Tribunal Administratif de Nantes — Décision N° TA44-2403299

jeudi 12 septembre 2024

JuridictionTribunal Administratif de Nantes
SectionTribunal Administratif de Nantes
N° DossierTA44-2403299
TypeDécision
RecoursExcès de pouvoir
PublicationC
FormationOQTF 6 semaines - 7ème chambre
Avocat requérantSEGUIN & KONRAT

Texte intégral

Vu la procédure suivante :

I. Par une requête, enregistrée le 4 mars 2024 sous le numéro 2403298, M. C B représenté par Me Seguin, demande au tribunal :

1°) d'annuler les décisions du 8 février 2024 par lesquelles le préfet de Maine-et-Loire l'a obligé à quitter le territoire français dans un délai de trente jours, a fixé le pays à destination duquel il pourrait être reconduit d'office et l'a obligé à se présenter tous les lundis, mercredis et vendredis auprès du commissariat de police d'Angers ;

2°) d'enjoindre au préfet de Maine-et-Loire de lui délivrer une autorisation provisoire de séjour dans un délai de huit jours ;

3°) de mettre à la charge de l'Etat la somme de 1 500 euros à verser à son avocat en application des dispositions des articles L. 761-1 du code de justice administrative et 37 de la loi du 10 juillet 1991.

Il soutient que :

En ce qui concerne l'obligation de quitter le territoire français :

- le préfet n'a pas procédé à un examen de sa situation personnelle, le préfet s'étant uniquement fondé sur la circonstance que sa demande d'asile avait été rejetée ;

- il justifie d'une durée de présence de quatre années sur le territoire français et ses enfants sont scolarisés, l'un en classe de première et l'autre en CAP pour lequel il doit passer les épreuves en fin d'année ;

En ce qui concerne la décision fixant le pays d'éloignement :

- la décision méconnait les dispositions de l'article 721-4 du code de l'entrée et du séjour des étrangers et du droit d'asile, les stipulations de l'article 3 de la convention européenne de sauvegarde des droits de l'homme et des libertés fondamentales et les dispositions de l'article 19 de la Charte des droits fondamentaux de l'Union européenne.
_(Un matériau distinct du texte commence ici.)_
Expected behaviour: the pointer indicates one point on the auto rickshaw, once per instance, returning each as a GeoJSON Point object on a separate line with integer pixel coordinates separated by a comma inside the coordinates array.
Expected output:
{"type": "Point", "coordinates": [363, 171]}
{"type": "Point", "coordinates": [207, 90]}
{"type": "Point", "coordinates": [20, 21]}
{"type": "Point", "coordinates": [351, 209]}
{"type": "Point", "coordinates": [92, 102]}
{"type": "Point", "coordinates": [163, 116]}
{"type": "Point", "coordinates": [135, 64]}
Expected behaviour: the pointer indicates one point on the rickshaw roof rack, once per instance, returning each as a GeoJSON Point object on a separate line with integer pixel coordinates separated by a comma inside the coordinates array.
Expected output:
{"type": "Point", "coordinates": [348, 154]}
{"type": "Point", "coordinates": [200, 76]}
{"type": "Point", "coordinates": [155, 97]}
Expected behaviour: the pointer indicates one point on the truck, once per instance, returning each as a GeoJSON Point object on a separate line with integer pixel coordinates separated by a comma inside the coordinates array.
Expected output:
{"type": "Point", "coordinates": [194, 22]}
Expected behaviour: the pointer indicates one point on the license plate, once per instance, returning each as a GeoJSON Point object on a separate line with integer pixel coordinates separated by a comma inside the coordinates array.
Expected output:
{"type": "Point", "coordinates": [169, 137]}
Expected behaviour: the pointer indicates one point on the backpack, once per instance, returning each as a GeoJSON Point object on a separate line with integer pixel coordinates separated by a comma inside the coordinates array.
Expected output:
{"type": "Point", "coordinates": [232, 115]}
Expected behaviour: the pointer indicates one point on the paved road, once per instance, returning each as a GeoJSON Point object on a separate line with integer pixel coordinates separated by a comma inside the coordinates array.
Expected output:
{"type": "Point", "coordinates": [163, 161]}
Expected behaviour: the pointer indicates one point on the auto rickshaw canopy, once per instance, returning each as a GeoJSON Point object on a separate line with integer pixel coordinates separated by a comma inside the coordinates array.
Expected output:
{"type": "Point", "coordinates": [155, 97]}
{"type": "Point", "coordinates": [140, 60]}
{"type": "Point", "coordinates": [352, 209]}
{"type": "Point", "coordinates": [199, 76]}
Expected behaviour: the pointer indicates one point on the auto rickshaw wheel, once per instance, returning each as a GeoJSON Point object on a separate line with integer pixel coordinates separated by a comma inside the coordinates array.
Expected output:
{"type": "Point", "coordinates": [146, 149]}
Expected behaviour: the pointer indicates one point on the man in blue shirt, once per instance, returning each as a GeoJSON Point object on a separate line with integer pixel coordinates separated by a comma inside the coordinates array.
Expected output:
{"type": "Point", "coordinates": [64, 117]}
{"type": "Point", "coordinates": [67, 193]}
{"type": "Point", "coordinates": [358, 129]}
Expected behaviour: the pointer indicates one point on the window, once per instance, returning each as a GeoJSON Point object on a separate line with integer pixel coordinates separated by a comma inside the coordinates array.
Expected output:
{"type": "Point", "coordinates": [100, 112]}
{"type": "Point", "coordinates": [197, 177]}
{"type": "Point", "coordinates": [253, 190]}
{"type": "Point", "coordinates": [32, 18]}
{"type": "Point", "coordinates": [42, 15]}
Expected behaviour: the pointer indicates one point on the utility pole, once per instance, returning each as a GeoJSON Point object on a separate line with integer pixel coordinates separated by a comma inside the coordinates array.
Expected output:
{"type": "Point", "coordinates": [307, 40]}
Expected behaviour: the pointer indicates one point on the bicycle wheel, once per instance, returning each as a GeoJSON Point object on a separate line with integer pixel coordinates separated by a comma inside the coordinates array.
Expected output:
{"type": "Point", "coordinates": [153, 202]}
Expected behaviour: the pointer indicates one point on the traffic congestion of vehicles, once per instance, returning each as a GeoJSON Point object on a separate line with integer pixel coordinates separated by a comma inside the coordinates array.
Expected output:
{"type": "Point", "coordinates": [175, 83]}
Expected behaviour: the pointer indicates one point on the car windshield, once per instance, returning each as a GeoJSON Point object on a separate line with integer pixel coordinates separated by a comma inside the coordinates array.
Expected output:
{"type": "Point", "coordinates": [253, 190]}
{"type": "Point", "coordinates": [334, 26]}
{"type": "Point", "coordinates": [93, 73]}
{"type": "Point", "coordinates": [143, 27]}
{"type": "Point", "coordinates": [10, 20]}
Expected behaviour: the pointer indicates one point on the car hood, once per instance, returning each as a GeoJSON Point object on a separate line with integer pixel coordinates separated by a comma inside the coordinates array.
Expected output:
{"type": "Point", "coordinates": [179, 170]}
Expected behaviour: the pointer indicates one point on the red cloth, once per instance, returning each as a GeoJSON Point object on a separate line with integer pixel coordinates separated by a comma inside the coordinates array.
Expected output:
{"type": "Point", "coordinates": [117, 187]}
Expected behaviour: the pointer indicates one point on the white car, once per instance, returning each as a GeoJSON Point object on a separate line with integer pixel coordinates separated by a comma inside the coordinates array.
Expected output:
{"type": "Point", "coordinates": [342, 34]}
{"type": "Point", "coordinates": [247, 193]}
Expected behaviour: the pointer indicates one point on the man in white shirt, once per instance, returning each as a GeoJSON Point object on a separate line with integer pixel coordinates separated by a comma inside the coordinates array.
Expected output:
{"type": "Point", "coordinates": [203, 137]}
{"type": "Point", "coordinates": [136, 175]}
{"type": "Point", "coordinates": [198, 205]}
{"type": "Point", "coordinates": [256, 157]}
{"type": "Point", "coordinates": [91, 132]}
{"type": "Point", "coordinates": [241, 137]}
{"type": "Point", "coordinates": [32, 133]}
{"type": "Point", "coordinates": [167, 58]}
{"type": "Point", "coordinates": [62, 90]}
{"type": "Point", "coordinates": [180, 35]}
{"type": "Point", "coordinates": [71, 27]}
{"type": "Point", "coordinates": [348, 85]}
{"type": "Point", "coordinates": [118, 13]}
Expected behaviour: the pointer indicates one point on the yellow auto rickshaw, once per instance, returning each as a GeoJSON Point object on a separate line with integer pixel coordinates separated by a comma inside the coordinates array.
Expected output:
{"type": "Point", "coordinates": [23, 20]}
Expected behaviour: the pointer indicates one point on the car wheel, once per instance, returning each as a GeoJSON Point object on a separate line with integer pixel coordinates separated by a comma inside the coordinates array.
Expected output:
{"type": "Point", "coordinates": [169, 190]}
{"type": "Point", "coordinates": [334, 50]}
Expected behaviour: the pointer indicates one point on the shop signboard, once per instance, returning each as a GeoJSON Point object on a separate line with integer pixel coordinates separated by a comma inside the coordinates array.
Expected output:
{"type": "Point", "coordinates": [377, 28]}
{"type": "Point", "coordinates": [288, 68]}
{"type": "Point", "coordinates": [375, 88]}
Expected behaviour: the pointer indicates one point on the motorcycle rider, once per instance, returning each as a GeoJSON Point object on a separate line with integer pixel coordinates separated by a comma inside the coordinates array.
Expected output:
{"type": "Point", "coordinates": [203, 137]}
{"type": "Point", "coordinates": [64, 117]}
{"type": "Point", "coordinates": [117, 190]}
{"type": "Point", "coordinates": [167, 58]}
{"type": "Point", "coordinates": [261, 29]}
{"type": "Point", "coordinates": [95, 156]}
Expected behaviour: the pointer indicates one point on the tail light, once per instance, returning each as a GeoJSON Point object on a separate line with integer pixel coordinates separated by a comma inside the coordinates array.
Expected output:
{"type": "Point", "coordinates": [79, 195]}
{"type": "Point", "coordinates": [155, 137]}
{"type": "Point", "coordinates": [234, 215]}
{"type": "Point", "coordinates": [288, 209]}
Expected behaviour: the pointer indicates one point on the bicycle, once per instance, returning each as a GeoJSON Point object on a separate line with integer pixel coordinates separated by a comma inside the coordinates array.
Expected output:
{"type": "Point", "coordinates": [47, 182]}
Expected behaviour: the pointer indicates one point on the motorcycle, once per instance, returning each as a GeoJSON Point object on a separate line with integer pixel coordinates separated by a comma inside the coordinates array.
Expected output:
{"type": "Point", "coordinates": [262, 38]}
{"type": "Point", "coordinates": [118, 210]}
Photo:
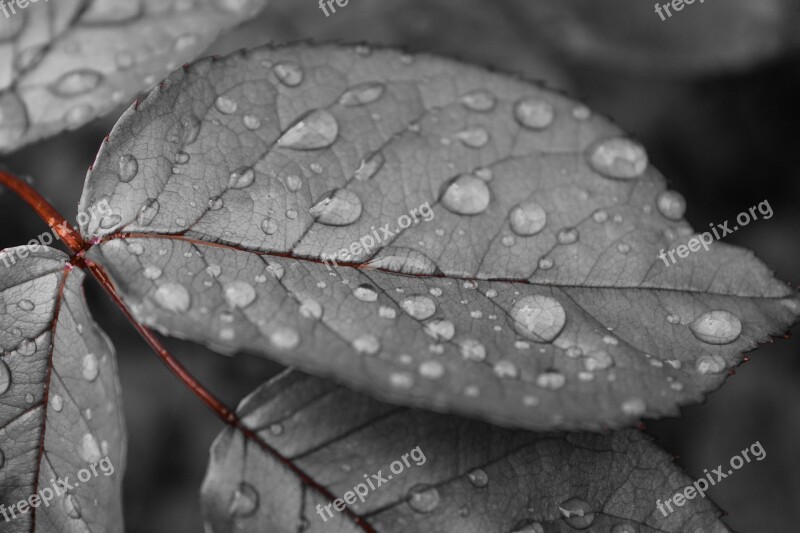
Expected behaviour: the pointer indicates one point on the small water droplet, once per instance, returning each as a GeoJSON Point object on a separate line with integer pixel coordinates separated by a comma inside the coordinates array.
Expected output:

Par un mémoire en défense, enregistré le 28 août 2024, le préfet de Maine-et-Loire conclut au rejet de la requête de M. B.

Il soutient que les moyens soulevés par M. B ne sont pas fondés.
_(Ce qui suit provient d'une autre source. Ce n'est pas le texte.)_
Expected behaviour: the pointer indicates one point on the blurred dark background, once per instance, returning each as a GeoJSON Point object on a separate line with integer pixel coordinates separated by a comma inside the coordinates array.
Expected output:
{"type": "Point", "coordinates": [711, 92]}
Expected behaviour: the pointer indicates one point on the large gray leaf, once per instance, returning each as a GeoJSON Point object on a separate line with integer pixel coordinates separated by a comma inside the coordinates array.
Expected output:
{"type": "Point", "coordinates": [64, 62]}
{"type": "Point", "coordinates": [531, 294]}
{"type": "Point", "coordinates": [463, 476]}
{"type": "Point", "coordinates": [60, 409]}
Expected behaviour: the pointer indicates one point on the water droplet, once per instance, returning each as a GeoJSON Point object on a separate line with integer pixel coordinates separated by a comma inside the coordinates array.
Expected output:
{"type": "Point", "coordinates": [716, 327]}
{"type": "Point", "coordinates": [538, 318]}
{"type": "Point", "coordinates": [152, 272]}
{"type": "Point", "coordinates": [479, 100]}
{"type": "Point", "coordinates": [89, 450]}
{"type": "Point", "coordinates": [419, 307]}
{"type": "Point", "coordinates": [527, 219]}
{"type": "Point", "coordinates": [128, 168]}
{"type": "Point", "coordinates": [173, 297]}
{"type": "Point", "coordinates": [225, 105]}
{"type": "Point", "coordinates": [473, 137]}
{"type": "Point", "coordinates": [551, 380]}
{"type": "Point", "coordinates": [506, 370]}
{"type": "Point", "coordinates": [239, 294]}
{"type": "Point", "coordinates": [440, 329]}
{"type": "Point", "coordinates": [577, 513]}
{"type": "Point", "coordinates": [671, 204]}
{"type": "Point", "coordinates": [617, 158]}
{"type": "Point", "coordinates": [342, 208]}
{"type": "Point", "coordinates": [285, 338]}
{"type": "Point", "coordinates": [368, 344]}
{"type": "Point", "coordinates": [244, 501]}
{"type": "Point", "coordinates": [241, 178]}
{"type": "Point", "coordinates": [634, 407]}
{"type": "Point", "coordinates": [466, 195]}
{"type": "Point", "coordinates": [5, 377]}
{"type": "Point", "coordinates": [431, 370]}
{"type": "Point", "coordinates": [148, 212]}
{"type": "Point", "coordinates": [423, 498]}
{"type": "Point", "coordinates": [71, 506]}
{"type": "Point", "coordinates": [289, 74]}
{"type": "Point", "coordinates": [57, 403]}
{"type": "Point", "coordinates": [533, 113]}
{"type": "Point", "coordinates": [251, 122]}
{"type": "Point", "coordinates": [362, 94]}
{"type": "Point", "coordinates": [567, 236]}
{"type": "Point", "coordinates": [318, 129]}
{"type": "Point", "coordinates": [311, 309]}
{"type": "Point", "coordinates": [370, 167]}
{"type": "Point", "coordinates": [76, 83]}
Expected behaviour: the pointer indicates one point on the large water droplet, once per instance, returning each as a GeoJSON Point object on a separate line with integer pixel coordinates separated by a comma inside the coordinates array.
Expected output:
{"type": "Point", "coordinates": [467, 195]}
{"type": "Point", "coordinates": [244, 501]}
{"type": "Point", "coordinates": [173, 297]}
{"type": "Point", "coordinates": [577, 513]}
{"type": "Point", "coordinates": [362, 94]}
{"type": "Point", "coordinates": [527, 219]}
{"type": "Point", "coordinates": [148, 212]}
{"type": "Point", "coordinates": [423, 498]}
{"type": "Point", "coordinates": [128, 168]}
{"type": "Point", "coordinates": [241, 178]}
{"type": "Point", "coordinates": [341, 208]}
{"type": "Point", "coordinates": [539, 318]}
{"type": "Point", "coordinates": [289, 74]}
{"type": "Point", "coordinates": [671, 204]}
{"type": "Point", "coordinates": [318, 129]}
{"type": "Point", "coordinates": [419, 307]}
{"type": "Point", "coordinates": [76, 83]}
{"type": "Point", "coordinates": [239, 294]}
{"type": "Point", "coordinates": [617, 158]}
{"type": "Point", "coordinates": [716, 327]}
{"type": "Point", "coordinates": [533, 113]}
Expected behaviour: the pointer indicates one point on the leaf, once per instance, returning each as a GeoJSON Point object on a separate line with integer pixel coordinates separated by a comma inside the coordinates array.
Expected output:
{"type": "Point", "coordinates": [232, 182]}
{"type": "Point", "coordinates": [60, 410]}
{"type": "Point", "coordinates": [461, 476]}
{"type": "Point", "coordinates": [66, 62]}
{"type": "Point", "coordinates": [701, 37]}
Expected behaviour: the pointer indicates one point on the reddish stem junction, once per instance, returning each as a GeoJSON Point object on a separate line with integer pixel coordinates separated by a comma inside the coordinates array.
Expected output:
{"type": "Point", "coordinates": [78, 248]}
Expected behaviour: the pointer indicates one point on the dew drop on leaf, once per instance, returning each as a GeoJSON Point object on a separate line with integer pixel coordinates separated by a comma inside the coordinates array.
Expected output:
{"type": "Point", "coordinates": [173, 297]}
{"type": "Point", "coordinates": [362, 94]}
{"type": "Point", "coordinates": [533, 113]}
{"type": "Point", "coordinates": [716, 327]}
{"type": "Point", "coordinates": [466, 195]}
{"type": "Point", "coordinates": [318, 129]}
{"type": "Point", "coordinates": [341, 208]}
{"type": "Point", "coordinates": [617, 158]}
M. B a été admis au bénéfice de l'aide juridictionnelle totale par une décision du bureau d'aide juridictionnelle du 8 août 2024.
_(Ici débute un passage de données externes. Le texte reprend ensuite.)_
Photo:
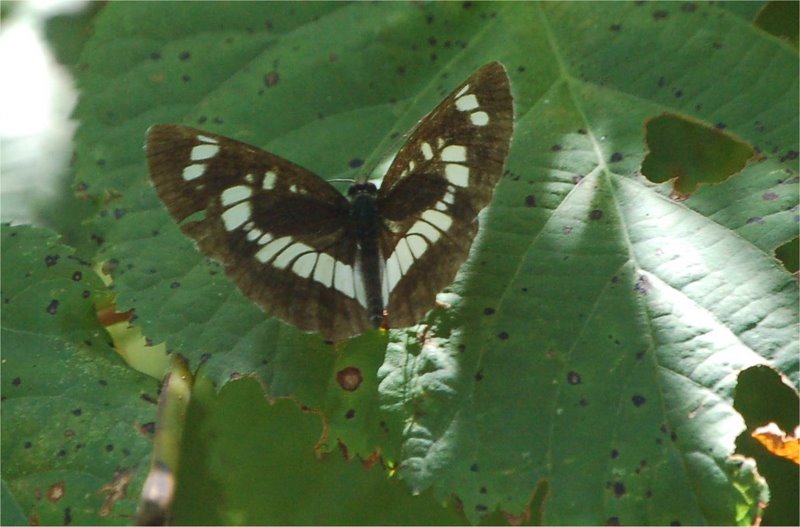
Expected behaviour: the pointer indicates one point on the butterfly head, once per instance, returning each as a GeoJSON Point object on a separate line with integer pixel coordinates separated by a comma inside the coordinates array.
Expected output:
{"type": "Point", "coordinates": [358, 189]}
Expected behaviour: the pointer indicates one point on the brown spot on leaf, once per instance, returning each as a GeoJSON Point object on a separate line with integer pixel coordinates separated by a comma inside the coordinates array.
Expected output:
{"type": "Point", "coordinates": [349, 378]}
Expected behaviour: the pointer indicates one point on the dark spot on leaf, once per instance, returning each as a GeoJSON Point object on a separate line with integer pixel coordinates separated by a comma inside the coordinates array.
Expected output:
{"type": "Point", "coordinates": [573, 377]}
{"type": "Point", "coordinates": [349, 378]}
{"type": "Point", "coordinates": [271, 79]}
{"type": "Point", "coordinates": [643, 285]}
{"type": "Point", "coordinates": [55, 491]}
{"type": "Point", "coordinates": [149, 398]}
{"type": "Point", "coordinates": [148, 428]}
{"type": "Point", "coordinates": [619, 489]}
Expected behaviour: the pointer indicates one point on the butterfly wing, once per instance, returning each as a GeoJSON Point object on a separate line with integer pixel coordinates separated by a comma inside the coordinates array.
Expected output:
{"type": "Point", "coordinates": [281, 232]}
{"type": "Point", "coordinates": [438, 183]}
II. Par une requête, enregistrée le 4 mars 2024 sous le numéro 2403299, Mme E représentée par Me Seguin, demande au tribunal :

1°) d'annuler les décisions du 8 février 2024 par lesquelles le préfet de Maine-et-Loire l'a obligée à quitter le territoire français dans un délai de trente jours, a fixé le pays à destination duquel elle pourrait être reconduite d'office et l'a obligée à se présenter tous les lundis, mercredis et vendredis auprès du commissariat de police d'Angers ;

2°) d'enjoindre au préfet de Maine-et-Loire de lui délivrer une autorisation provisoire de séjour dans un délai de huit jours ;

3°) de mettre à la charge de l'Etat la somme de 1 500 euros à verser à son avocat en application des dispositions des articles L. 761-1 du code de justice administrative et 37 de la loi du 10 juillet 1991.

Elle soutient que :

En ce qui concerne l'obligation de quitter le territoire français :

- le préfet n'a pas procédé à un examen de sa situation personnelle, le préfet s'étant uniquement fondé sur la circonstance que sa demande d'asile avait été rejetée ;

- elle justifie d'une durée de présence de quatre années sur le territoire français et ses enfants sont scolarisés, l'un en classe de première et l'autre en CAP pour lequel il doit passer les épreuves en fin d'année ;

En ce qui concerne la décision fixant le pays d'éloignement :

- la décision méconnait les dispositions de l'article 721-4 du code de l'entrée et du séjour des étrangers et du droit d'asile, les stipulations de l'article 3 de la convention européenne de sauvegarde des droits de l'homme et des libertés fondamentales et les dispositions de l'article 19 de la Charte des droits fondamentaux de l'Union européenne.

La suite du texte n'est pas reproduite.